Digital networking of industrial lighting systems relies on the use of a robust connectivity platform. Making systems work together to enable flexibility in control zoning, facilitate data exchange and provide collective intelligence requires the heterogeneous systems to collaborate and interoperate with each other. The ability for the diverse, geographically-dispersed lighting systems, sensors and control devices to communicate information and act on that exchanged information is a critical need in industrial applications. A manufacturing facility often covers a large area and consists of multiple buildings. Controlling the large number of light fixtures through hardwiring is clearly not a logical solution.

Wireless networking provides a viable, cost-effective solution by eliminating the fuss of electrical wiring and drastically reducing the complexity in network formation, commissioning and ongoing management. The two-way communication through mesh networks has become mainstream. A wireless mesh network consists of intelligent nodes that are interconnected with each other and supports multiple paths for packet broadcasting. Node interconnection and intercommunication create true interoperability. Mesh networks are self-healing in the sense that these networks allow for continuous connections through alternative paths when a disruption occurs. Once a wireless network is established, that network can grow and the range of communication can be extended by simply adding new nodes.

Bluetooth Mesh and ZigBee are the two most widely recognized topologies. They deliver the interoperability, scalability and reliability required for industrial mesh networking. Bluetooth Mesh uses a managed flood message relay architecture in which every node is repeating every message. ZigBee uses destination-based routing. Each node in a ZigBee network may act as an independent router.

Internet of Things (IoT)

Smart industrial lighting in its essence is about integrating lighting systems into computer-based networks that are evolving toward what is on the horizon with the Internet of Things (IoT). IoT extends the Internet Protocol (IP) communication to resource-constrained endpoints and enables interoperability at the vast scale of the IP-based network. The IoT infrastructure offers a proliferation of applications and services to address and tackle the challenges that are too difficult to handle within the isolated network.

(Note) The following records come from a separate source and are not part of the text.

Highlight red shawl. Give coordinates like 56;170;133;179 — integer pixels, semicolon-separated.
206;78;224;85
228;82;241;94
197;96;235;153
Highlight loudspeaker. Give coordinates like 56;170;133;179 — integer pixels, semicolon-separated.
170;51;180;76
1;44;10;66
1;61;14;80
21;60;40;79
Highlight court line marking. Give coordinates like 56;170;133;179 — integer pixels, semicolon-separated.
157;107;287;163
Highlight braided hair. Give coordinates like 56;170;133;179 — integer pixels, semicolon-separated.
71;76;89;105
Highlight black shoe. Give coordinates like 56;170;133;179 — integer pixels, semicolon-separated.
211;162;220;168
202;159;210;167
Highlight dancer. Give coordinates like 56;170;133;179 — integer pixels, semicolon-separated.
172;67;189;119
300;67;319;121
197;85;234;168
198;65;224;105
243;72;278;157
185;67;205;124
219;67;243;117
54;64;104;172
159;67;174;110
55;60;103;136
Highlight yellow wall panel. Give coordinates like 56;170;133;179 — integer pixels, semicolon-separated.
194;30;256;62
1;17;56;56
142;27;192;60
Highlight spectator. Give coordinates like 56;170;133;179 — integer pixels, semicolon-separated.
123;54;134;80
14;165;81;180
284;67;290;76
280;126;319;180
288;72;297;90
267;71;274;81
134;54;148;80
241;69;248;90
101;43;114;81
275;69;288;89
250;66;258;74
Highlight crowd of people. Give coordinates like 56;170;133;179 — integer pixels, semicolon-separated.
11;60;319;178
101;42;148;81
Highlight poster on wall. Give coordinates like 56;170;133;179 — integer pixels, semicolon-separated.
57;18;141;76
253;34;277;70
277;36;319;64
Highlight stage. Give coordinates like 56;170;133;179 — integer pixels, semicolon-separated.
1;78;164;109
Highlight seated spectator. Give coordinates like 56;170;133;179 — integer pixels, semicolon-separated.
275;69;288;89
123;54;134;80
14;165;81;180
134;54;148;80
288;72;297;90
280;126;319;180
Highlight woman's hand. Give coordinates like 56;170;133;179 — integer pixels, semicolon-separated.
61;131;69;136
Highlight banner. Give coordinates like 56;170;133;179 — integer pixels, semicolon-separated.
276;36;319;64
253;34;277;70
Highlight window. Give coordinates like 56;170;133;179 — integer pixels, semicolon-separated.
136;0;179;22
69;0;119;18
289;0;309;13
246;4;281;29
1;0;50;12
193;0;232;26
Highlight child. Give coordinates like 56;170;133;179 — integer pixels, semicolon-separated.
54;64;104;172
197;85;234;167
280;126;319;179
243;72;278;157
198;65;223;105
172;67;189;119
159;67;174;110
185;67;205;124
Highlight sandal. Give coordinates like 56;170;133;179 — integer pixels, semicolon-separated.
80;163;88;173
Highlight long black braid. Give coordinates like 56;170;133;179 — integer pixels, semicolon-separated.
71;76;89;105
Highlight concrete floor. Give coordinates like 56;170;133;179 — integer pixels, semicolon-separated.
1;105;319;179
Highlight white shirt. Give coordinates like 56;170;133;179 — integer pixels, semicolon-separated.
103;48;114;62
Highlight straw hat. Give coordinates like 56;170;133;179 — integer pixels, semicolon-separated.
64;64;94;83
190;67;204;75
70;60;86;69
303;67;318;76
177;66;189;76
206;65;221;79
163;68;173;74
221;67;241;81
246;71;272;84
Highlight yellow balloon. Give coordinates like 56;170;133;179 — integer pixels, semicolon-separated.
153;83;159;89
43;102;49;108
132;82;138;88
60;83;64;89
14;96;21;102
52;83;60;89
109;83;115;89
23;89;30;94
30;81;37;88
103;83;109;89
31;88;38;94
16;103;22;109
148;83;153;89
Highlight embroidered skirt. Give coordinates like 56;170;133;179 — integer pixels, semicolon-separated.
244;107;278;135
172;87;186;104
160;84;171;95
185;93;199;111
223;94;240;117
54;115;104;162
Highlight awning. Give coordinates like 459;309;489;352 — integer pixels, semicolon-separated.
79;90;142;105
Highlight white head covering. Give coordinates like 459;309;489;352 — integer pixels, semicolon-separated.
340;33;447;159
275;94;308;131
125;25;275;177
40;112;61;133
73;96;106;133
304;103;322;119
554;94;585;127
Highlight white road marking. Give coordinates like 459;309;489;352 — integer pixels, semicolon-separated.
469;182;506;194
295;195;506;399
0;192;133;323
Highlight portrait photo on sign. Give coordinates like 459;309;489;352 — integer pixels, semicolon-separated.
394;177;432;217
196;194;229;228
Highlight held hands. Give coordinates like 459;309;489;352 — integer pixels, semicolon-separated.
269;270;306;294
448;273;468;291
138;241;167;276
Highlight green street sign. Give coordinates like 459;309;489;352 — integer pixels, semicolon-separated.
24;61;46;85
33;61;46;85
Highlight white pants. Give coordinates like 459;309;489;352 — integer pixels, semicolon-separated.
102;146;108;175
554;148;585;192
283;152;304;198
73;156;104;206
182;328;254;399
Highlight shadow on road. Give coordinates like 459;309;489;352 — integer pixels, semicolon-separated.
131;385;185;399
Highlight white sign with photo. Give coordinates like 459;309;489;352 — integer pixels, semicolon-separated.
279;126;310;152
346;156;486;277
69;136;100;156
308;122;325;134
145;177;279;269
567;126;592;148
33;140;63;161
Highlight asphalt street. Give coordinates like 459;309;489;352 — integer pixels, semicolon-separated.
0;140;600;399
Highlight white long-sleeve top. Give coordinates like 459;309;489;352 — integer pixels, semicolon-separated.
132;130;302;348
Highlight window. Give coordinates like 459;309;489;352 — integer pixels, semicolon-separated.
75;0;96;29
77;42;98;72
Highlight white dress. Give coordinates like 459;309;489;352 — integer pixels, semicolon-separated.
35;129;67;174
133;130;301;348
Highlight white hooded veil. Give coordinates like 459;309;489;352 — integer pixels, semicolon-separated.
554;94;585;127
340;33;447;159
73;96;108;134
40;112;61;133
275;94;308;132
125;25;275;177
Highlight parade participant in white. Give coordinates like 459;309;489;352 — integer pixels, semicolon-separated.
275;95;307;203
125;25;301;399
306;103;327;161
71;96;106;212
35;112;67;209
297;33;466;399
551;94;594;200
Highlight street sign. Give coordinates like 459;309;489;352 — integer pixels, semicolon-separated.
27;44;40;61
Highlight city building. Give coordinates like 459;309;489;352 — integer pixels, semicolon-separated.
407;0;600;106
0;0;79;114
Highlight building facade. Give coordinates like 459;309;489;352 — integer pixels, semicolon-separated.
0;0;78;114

Within the IoT ecosystem, computing power does not have to physically reside in the lighting systems. The cloud infrastructure may include servers and software to provide the endpoints cloud computing, big-data analytics, artificial intelligence and machine learning capabilities. These capabilities can be used to streamline data ingestion, data storage, data processing and data visualization. The actionable insights from IoT data enables facility operators to optimize operational efficiency and increase lighting automation.

An IoT platform orchestrates and handles everything between IoT devices and IoT applications. It provides a suite of software components to provide IoT data management, device management, application enablement and development. Smart industrial lighting may be meshed into the Industrial Internet of Things (IIoT) that is poised to open up a new era of industrial applications.